A cache is a snapshot of state frozen in time. The moment a value is copied from its source of truth, it enters a state of temporal decay. Even without caches, observers can disagree because systems already have delay, buffering, and concurrency. Caching makes that gap explicit by preserving an older answer on purpose. You are no longer reading the source directly; you are reading a trace of what was, betting that the entropy of the world hasn't yet invalidated your copy.
This is the central wager of systems architecture.
Every cache hit is a gamble that the world remains static long enough for the old answer to stay useful. A cache miss is the tax you pay when the system cannot reuse a local copy and must go back to the source.
We formalize this wager through policies that simulate certainty:
- TTL (Time To Live) is an explicit bound on how long you will trust a copy without re-checking.
- Invalidation is a reactive attempt to synchronize the shadow with the substance.
- Write-through/Write-back are choices about when divergence is allowed and how it is later closed.

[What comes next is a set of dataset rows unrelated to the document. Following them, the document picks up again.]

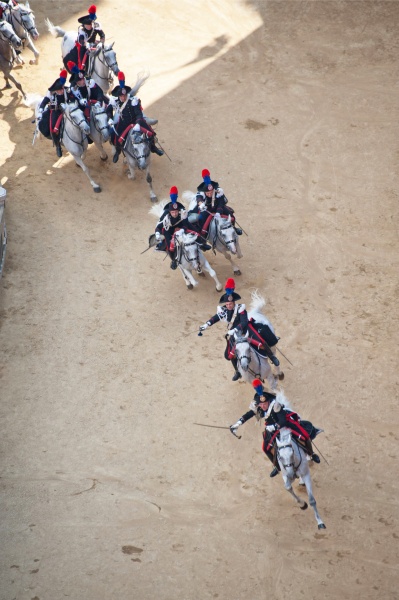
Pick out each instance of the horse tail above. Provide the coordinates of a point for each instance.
(33, 100)
(141, 79)
(158, 208)
(54, 29)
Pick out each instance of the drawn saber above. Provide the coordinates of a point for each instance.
(217, 427)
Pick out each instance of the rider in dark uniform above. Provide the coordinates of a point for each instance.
(216, 201)
(128, 111)
(264, 405)
(50, 114)
(236, 316)
(89, 29)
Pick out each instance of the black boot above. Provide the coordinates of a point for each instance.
(116, 155)
(274, 360)
(156, 150)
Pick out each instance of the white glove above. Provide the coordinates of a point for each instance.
(234, 427)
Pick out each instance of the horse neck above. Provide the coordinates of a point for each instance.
(5, 50)
(16, 23)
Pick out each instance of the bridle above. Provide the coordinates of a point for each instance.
(24, 13)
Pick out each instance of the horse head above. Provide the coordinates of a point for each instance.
(100, 119)
(243, 352)
(140, 148)
(8, 34)
(28, 20)
(285, 452)
(226, 233)
(189, 246)
(110, 58)
(74, 113)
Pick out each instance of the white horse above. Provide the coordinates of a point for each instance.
(9, 41)
(293, 463)
(190, 258)
(102, 60)
(188, 254)
(75, 130)
(254, 312)
(221, 233)
(251, 364)
(22, 19)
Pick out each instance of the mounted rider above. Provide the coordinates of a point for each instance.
(236, 317)
(89, 29)
(276, 415)
(128, 114)
(173, 218)
(86, 91)
(50, 113)
(215, 202)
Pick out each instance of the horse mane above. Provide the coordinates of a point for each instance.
(158, 208)
(141, 79)
(32, 100)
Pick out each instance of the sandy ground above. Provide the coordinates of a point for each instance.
(108, 489)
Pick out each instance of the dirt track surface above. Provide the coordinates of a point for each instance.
(108, 489)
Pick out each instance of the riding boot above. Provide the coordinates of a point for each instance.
(118, 150)
(156, 150)
(173, 264)
(309, 449)
(237, 375)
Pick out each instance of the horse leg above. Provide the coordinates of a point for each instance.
(15, 82)
(99, 146)
(32, 47)
(79, 161)
(205, 264)
(153, 196)
(188, 278)
(131, 173)
(308, 482)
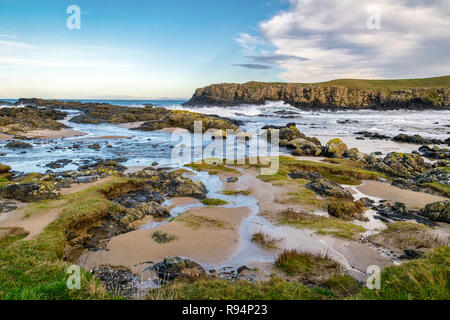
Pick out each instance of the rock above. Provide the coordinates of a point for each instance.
(18, 145)
(347, 210)
(401, 165)
(335, 148)
(354, 154)
(416, 139)
(305, 175)
(435, 152)
(329, 188)
(4, 172)
(305, 148)
(411, 254)
(24, 119)
(118, 281)
(388, 212)
(320, 96)
(58, 164)
(162, 237)
(29, 192)
(373, 135)
(438, 211)
(94, 146)
(288, 132)
(172, 268)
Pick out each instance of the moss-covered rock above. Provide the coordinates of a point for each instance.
(437, 211)
(347, 210)
(335, 148)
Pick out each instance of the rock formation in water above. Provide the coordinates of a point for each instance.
(326, 96)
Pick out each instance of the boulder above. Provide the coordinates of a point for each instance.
(347, 210)
(329, 188)
(335, 148)
(29, 192)
(172, 268)
(401, 165)
(304, 147)
(438, 211)
(416, 139)
(18, 145)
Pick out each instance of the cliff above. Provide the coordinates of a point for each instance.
(431, 93)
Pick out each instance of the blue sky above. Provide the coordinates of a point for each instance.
(158, 49)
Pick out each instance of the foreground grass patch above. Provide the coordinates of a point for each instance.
(212, 168)
(441, 188)
(275, 289)
(214, 202)
(265, 240)
(423, 279)
(306, 264)
(196, 222)
(35, 269)
(325, 226)
(405, 235)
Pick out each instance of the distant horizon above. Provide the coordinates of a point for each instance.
(138, 49)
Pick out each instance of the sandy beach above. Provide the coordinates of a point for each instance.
(412, 199)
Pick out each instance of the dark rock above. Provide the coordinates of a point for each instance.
(438, 211)
(29, 192)
(18, 145)
(172, 268)
(305, 175)
(329, 188)
(416, 139)
(373, 135)
(411, 254)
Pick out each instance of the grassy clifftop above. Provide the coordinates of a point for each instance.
(401, 84)
(337, 94)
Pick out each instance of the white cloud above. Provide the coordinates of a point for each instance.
(331, 39)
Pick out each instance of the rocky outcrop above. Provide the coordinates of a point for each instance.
(154, 118)
(29, 192)
(21, 120)
(402, 165)
(310, 96)
(172, 268)
(328, 188)
(438, 211)
(415, 139)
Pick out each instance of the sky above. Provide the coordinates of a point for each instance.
(158, 49)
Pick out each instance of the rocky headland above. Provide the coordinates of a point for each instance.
(433, 93)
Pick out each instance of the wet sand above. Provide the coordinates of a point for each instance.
(412, 199)
(206, 244)
(45, 134)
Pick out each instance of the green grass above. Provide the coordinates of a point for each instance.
(435, 82)
(236, 192)
(442, 188)
(422, 279)
(265, 240)
(35, 269)
(207, 289)
(196, 222)
(305, 264)
(322, 225)
(212, 168)
(214, 202)
(346, 171)
(403, 235)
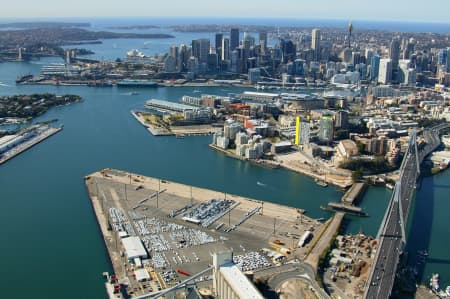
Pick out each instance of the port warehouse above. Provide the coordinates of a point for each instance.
(170, 106)
(10, 141)
(229, 281)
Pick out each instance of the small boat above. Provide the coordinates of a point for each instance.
(423, 252)
(321, 183)
(434, 282)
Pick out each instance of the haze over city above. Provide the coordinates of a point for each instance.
(224, 149)
(401, 10)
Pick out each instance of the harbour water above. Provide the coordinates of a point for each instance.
(51, 242)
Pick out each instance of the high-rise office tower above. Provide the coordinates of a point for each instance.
(350, 30)
(385, 71)
(234, 39)
(200, 49)
(394, 53)
(263, 41)
(218, 44)
(225, 48)
(315, 43)
(374, 67)
(183, 57)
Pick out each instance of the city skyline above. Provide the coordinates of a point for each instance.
(384, 10)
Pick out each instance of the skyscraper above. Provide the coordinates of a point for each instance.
(385, 71)
(315, 43)
(200, 49)
(225, 48)
(263, 41)
(218, 44)
(374, 67)
(394, 53)
(350, 30)
(234, 39)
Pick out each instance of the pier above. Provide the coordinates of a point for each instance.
(38, 134)
(181, 225)
(352, 196)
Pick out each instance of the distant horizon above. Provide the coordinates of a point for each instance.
(430, 11)
(223, 17)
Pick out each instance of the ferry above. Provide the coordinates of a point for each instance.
(135, 53)
(434, 282)
(24, 78)
(321, 183)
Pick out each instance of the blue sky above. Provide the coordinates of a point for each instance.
(400, 10)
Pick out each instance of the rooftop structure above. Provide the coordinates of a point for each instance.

The complexity of cache invalidation is not just an implementation flaw; it follows from duplicating mutable state. Distribution makes it worse, but the problem begins the moment you keep a copy whose source can change independently. In any system with more than one node, there is no single shared "now". There is only a collection of observers seeing different versions of the truth at different times. A cache intentionally widens this window of disagreement to buy throughput.
When a system fails due to "stale data", the stale read is often not the whole bug. The deeper bug is that the surrounding logic assumed fresher knowledge than the caching scheme could actually provide. The performance was bought by fragmenting reality into locally-held, slightly-wrong snapshots, while the code kept reasoning as if it still had direct access to the source.
We cache to optimize under the physics of our infrastructure. Sometimes that is optional; at scale it often stops being optional. The debt is not absolute correctness, but freshness complexity and coordination cost paid to buy back milliseconds of latency and reduce load on the source. Every cache carries the standing risk that the world changes before your copy does.